Notícias desencontradas . Dá vontade de rir. Toda notícia que vem do governo é desencontrada. Não faz muito tempo, dois anos, dois meses, não sei, nunca sei, o rapaz da livraria, jovem estudante de letras, o jovem da livraria desapareceu. Saiu no jornal "jovem da livraria desaparece e foi visto depois das dez ao sair do bar na zona central" Só disse isso. Mas não disse que o rapaz foi visto cercado por quatro homens da segurança e que depois desapareceu. Estranho, mas não muito, que notícias do governo são desencontradas. Quem quer a verdade? A verdade, a verdade é a primeira virgem estuprada quando tudo que se busca é o desfalque, o camuflado, o que engana, o desleal. Pense, pense um minuto que seja, e se tudo fosse revelado? E se tudo fosse estampado em letras garrafais: Eis a verdade, a mais pura verdade, vocês foram enganados. Não há céu, não há inferno. Tudo não passa de um grande e belo romance. É possível. É possível que a verdade seja revelada. É possível e desejável, que o grande e belo romance seja posto à prova e, quem sabe, todos àqueles e àquelas que buscaram escancarar a verdade, quem sabe, sejam, todos e todas redimidos. É possível e desejável.

Governo anunciou que a produção de batatas alcançou índice trinta por cento acima da produção do ano anterior. Porém, não revogou decisão de não importar carne e, para agravar a situação, e agradar os financiadores de campanhas, disse que o excesso de produção terá subsídio. Que, por necessidade de recursos, tão escassos, disse, trinta por cento serão remanejados da saúde e educação. Acrescentou, ainda, que para não haver perda da produção por excesso de oferta, fará estoque, que, para o próximo ano, pensa em soluções para que não se produza excesso. Sobre a importação de carne, se limitou a dizer que por ora estudos estão sendo feitos.

O fim da história, o fim anunciado com estardalhaço, mas...o que isso quer dizer, ou melhor, o que queria dizer? Pergunta sem resposta, talvez, uma possível. Seria o fim da história o fim do mundo antes pautado sob o signo da guerra fria? E o fim da história significava o surgimento de um novo homem, guiado por princípios adversos daqueles no mundo bipolar?

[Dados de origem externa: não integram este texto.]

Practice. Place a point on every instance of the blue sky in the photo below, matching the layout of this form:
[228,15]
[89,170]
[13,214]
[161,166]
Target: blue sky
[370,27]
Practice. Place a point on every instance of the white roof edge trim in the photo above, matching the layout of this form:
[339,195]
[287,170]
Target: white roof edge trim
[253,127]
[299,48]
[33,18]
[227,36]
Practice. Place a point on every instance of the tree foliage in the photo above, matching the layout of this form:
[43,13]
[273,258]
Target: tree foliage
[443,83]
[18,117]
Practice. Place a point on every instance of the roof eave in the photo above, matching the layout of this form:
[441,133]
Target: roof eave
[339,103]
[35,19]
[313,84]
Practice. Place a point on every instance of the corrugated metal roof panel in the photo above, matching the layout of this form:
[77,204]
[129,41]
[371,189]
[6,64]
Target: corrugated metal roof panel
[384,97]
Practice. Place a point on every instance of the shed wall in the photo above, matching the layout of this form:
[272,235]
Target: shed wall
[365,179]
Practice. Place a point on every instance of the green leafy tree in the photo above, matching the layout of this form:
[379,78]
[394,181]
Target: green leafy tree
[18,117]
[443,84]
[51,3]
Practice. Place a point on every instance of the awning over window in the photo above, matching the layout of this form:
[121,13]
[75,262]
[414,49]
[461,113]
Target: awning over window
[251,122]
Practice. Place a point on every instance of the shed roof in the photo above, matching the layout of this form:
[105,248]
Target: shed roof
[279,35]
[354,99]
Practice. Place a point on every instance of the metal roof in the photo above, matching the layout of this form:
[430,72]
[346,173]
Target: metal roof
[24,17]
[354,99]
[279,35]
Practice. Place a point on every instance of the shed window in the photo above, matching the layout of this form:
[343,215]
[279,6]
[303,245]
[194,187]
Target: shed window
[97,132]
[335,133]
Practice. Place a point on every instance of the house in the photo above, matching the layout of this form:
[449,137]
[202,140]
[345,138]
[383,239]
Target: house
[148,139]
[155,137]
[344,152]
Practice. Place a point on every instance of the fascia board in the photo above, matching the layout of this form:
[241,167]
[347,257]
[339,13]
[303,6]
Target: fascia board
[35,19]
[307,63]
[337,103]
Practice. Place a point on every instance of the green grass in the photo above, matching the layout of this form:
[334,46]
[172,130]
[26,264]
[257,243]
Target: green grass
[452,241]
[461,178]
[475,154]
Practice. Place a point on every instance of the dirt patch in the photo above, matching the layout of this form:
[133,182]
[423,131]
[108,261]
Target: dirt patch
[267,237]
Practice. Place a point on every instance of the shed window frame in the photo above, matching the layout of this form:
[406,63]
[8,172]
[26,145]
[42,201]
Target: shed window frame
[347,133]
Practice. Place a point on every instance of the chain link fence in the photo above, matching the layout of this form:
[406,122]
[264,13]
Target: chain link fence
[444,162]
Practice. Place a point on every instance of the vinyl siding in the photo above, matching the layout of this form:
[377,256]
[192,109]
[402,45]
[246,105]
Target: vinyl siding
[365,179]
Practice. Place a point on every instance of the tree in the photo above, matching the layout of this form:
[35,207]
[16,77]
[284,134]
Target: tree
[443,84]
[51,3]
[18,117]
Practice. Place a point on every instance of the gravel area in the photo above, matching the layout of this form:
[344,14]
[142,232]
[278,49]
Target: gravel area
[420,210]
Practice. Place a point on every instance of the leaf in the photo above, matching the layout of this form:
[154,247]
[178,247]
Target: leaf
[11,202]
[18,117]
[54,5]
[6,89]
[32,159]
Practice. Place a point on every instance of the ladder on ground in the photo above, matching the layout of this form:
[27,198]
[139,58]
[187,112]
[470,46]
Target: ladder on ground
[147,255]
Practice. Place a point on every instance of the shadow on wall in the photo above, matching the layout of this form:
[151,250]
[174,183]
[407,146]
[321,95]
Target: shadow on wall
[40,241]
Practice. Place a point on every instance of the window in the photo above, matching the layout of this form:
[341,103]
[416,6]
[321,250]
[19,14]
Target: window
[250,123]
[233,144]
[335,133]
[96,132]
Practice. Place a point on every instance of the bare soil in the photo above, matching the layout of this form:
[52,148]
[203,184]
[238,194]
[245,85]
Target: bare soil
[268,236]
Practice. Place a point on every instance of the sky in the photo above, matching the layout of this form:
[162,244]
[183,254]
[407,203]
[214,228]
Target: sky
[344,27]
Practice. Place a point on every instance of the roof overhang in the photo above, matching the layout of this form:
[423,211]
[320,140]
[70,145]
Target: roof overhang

Não se sabe; só conjecturas, nada mais que conjecturas. Mas...que novo homem é esse? Não se fundou uma nova civilização, o contrário, tudo se tornou tão monetário. Homo sapiens x Homo econômicus. Capitalismo industrial, mercantil exploratório transmutado, capitalismo de vigilância.

Batata frita. O preço de uma batata frita é isso. Tudo precificado. A vida, os sonhos, o sorriso, as lágrimas, tudo precificado. Capitalismo de vigilância, negócio e poder, poder direto sobre a vida. Betata frita.

Gosta de batatas fritas? Que bom, é só o que temos, é nossa especialidade.

Capitalismo de vigilância, batata frita, vida, sonho, sorriso, lágrimas, preço, batatas fritas, nossa especialidade.